Machine Learning

(Ref. Huda Nasser, Julia Academy - Data Science)

In this chapter, we will explore the fundamentals of machine learning by working with the MNIST dataset — a classic benchmark in computer vision. The MNIST dataset consists of 70,000 handwritten digits (0 through 9), split into 60,000 training images and 10,000 testing images. Each image is a grayscale 28×28 pixel image, making it ideal for experimenting with classification models.

The Julia language offers powerful packages, including Flux.jl (for building neural networks), MLDatasets.jl (to access standard datasets) and OneHotArrays (for target batching). Throughout, the exercise we will use a set of tools (Images.jl, ImageInTerminal.jl, Plots.jl) in order to make visual cheks along the process.

The exercise in this chapter will guide you through the following steps:

Load and visualize the MNIST dataset;
Preprocess the data for model training;
Build and train a simple machine learning model (here a neural network);
Evaluate the model’s performance on unseen data.

MNIST dataset

The MNIST dataset can be retrieved from the MLDatasets.jl package. Start by loading the training dataset.

using MLDatasets
d_train = MNIST(split=:train)

What does this dataset actually look like? You can check this by typing the following commands.

using Images
using ImageInTerminal
colorview(Gray,d_train.features[:,:,1])

It turns out unclear at moments which digit is handwritten on the image. To clarify this, have a look at the label associated to the image.

d_train.targets[1]

Neural network

A neural network is a type of machine learning model inspired by the structure and function of the human brain. It is composed of layers of interconnected nodes called neurons, which work together to process data, recognize patterns, and make predictions.

At its core, a neural network learns to approximate complex functions by adjusting the weights and biases of these connections based on the data it sees.

A standard neural network for the MNIST dataset to start of with has the following structure:

Input (784) ⟶ Dense (32) ⟶ ReLU ⟶ Dense (10) ⟶ Softmax ⟶ Output (Digit 0–9)

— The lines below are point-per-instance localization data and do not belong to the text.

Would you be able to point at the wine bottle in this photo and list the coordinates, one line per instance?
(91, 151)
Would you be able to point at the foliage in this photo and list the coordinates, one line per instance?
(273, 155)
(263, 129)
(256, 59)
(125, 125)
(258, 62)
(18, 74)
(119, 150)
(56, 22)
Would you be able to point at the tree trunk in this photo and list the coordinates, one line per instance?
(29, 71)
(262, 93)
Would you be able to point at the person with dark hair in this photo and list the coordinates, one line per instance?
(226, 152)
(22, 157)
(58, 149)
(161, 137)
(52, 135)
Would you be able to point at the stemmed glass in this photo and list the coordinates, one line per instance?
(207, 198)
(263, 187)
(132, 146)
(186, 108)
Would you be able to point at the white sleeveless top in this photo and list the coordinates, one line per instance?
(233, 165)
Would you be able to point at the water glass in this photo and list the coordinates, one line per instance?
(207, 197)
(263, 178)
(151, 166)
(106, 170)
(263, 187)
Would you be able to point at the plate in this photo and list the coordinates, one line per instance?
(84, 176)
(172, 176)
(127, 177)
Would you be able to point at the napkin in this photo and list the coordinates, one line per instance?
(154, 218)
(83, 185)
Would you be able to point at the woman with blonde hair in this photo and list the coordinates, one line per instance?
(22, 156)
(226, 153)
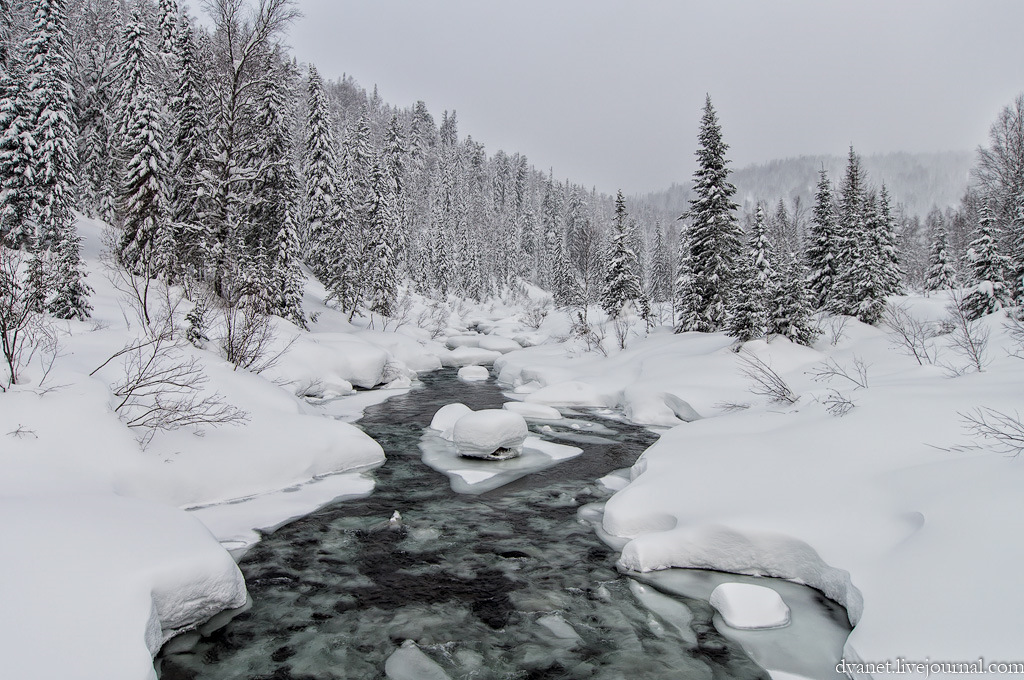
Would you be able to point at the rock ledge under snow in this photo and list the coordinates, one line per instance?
(748, 606)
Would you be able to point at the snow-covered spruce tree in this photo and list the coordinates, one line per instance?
(622, 285)
(790, 308)
(988, 268)
(71, 293)
(382, 226)
(822, 248)
(49, 99)
(660, 267)
(322, 179)
(275, 196)
(188, 155)
(886, 250)
(17, 146)
(715, 238)
(749, 309)
(941, 274)
(145, 246)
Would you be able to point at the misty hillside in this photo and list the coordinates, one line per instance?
(915, 180)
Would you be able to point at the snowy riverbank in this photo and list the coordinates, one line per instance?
(919, 543)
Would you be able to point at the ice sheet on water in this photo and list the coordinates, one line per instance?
(477, 476)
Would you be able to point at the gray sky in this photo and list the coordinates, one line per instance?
(609, 93)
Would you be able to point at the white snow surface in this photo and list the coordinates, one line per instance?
(473, 373)
(884, 509)
(489, 431)
(749, 606)
(93, 584)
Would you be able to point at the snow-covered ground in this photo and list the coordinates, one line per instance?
(885, 509)
(889, 509)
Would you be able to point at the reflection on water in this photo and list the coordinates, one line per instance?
(507, 584)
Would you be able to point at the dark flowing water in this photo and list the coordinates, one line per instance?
(483, 584)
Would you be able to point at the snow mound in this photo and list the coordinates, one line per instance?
(469, 356)
(445, 418)
(491, 433)
(569, 393)
(532, 411)
(473, 373)
(748, 606)
(409, 663)
(499, 344)
(141, 574)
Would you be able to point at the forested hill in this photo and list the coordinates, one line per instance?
(916, 181)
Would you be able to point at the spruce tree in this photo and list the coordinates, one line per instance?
(715, 235)
(622, 285)
(322, 180)
(748, 315)
(822, 250)
(988, 267)
(790, 308)
(940, 274)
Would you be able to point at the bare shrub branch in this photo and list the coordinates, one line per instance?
(1005, 432)
(764, 380)
(911, 335)
(825, 371)
(968, 338)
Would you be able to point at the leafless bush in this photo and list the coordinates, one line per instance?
(911, 335)
(434, 319)
(968, 338)
(589, 333)
(857, 374)
(26, 334)
(161, 388)
(764, 380)
(838, 404)
(834, 327)
(535, 313)
(1005, 432)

The 28-by-28 gray-scale images are flattened into a 784 element vector. No activation function is applied at this stage — the input is just passed to the next layer. The input data is passed to a 32-neuron hidden layer which computes a weighted sum of the inputs, adds a bias, and passes the result through an activation function, here ReLU (Rectified Linear Unit) to introduce non-linearity. The output layer has 10 neurons to be consistent with the 10 possible targets (0 through 9). This being a classification task of the handwritten digit, we use a Softmax activation function to convert the outputs into probabilities that sum to 1.

Preprocess the dataset

The neural network we will be using in this exercise requires a 1D-vector of length 784 input. Start by flattening the matrices representing the images of our dataset using Flux.jl.

using Flux
v_train = Flux.flatten(d_train.features)

You should now use OneHotArrays.jl to transform the target array to vectors of 10 elements, with 1 at the index of the target digit.

using OneHotArrays
Y = onehotbatch(d_train.targets,0:9)

Set-up the neural network

The lines of code bellow are simply a translation of the neural network schematic in Julia.

m = Chain(
          Dense(28*28,32,relu),
          Dense(32,10),
          softmax
         )

What happens if we apply this neural network to one of the images?

m(v_train[:,1])

Answer

The network is not able to determine which digit is associated to this image. The weights and biases of the connections between the neurons have not get been adjusted since the neurol network we created as not yet been trained.

Training

You can start by having a look at the training function within Flux.jl in the following way.

#| output: false 
? Flux.train!

Warning

Take care when changing package version to have a look at the major changes. For instance, from version 0.14 of Flux.jl on the syntax for Flux.train! changed. Indeed, it went from Flux.train!(loss, params(model), data, opt) to Flux.train!(loss, model, data, opt_state) # using the new "setup" from Optimisers.jl.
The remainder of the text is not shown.